The two monoclonal antibody treatments, mAb114 (Ansuvimab; Ebanga) and REGN-EB3 (Inmazeb), were selected by the WHO following systematic review and meta-analysis of randomized clinical trials, with the organization highlighting ‘clear benefits’ from the therapeutics.
In 2019, Inmazeb became the first ebola virus treatment approved by the FDA. Ansuvimab / Ebanga received FDA approval in 2020.
“Advances in supportive care and therapeutics over the past decade have revolutionized the treatment of Ebola. Ebola virus disease used to be perceived as a near certain killer. However, that is no longer the case,” said Dr Robert Fowler, University of Toronto, Canada and co-chair of the guideline development group.
“Provision of best supportive medical care to patients, combined with monoclonal antibody treatment—MAb114 or REGN-EB3—now leads to recovery for the vast majority of people.”
The mAbs can be used for all patients confirmed positive for Ebola virus disease, including older people, pregnant and breastfeeding women, children and newborns born to mothers with confirmed Ebola within the first seven days after birth.
Patients should receive recommended neutralizing monoclonal antibodies as soon as possible after laboratory confirmation of diagnosis.
mAb114 is a single monoclonal neutralizing antibody which binds to a conserved epitope within the glycoprotein subunit 1 (GP1) within the receptor binding domain (RBD). It was derived from memory B cells from a recovered EVD patient from the 1995 EVD outbreak in Kikwit, Democratic Republic of the Congo, approximately 11 years after infection. mAb114 exerts antiviral effects by binding and neutralizing virus particles present in circulation, thus inhibiting cell entry.
REGN-EB3 is a cocktail of three antibodies: atoltivimab, odesivimab and maftivimab, selected from a pool of antibodies generated in genetically engineered mice exposed to EBOV. The three antibodies bind to non-overlapping epitopes on the Ebola glycoprotein; atoltivimab binds the GP1 head, odesivimab targets the outer glycan cap, and maftivimab targets the conserved GP2 fusion loop. REGN-EB3 exerts antiviral effects by binding and neutralizing virus particles present in circulation, thus inhibiting cell entry. Activation of effector functions through antibodydependent cellular cytotoxicity, antibody-dependent cellular phagocytosis and antibody-dependent complement deposition are also implicated in activity of REGN-EB3.
The WHO is now calling on the global community to increase access to the two monoclonal antibodies. It notes access to both treatments remains challenging, especially in resource-poor areas.
The WHO pledges to support countries, manufacturers and partners to improve access to these treatments, and to support national and global efforts to increase affordability of biotherapeutics.
It invites manufacturers of therapeutics against Ebola to share their drugs for evaluation by the WHO Prequalification Unit, a crucial step to improve drug access for communities and countries affected by Ebola.
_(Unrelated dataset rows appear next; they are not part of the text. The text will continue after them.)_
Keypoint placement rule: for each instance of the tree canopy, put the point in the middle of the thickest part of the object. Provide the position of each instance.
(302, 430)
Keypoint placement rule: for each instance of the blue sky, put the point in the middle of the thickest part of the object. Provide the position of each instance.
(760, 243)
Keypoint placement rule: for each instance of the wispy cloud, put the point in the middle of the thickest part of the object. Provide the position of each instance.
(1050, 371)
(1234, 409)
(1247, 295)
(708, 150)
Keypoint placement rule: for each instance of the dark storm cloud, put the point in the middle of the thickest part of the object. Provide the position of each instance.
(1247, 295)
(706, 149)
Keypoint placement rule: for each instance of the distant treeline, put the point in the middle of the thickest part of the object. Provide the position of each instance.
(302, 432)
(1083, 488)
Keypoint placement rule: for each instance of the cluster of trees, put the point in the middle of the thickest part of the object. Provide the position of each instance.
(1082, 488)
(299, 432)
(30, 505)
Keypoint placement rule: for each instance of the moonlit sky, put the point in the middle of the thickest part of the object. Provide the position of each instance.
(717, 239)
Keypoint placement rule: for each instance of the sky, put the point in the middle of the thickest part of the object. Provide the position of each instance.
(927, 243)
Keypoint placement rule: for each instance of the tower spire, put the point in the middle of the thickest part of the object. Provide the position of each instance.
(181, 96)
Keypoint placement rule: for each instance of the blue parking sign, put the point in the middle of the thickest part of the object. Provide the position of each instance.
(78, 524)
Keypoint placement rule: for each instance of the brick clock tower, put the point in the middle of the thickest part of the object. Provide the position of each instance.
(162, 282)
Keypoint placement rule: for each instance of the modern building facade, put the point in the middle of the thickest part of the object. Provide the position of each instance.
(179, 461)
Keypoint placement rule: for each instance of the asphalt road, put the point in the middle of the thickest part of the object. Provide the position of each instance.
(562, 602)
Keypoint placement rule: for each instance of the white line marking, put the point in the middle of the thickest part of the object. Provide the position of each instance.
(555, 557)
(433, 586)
“We have seen incredible advances in both the quality and safety of clinical care during Ebola outbreaks,” said Dr Janet Diaz, lead of the clinical management unit in WHO’s Health Emergencies program.
“Doing the basics well, including early diagnosis, providing optimized supportive care with the evaluation of new therapeutics under clinical trials, has transformed what is possible during Ebola outbreaks. This is what has led to development of a new standard of care for patients. However, timely access to these lifesaving interventions has to be a priority.”
The guidance includes recommendations on therapeutics that should not be used to treat patients: these include ZMapp and remdesivir.
The recommendations in the latest guidance only apply to Ebola virus disease caused by Ebola virus (EBOV; Zaire ebolavirus). The WHO says there remains a need further research and evaluation of clinical interventions.
Ebola is a severe and often fatal illness caused by the Ebola virus. Previous Ebola outbreaks and responses have shown that early diagnosis and treatment with optimized supportive care —with fluid and electrolyte repletion and treatment of symptoms—significantly improve survival.
Developed according to WHO standards and methods for guidelines, and published in English and French, the guidelines will support health care providers caring for patients with Ebola, and policymakers involved in outbreak preparedness and response. The clinical trials were conducted during Ebola outbreaks, with the largest trial conducted in the Democratic Republic of the Congo.
The new guidance complements clinical care guidance that outlines the optimized supportive care Ebola patients should receive, from the relevant tests to administer, to managing pain, nutrition and co-infections, and other approaches that put the patient on the best path to recovery.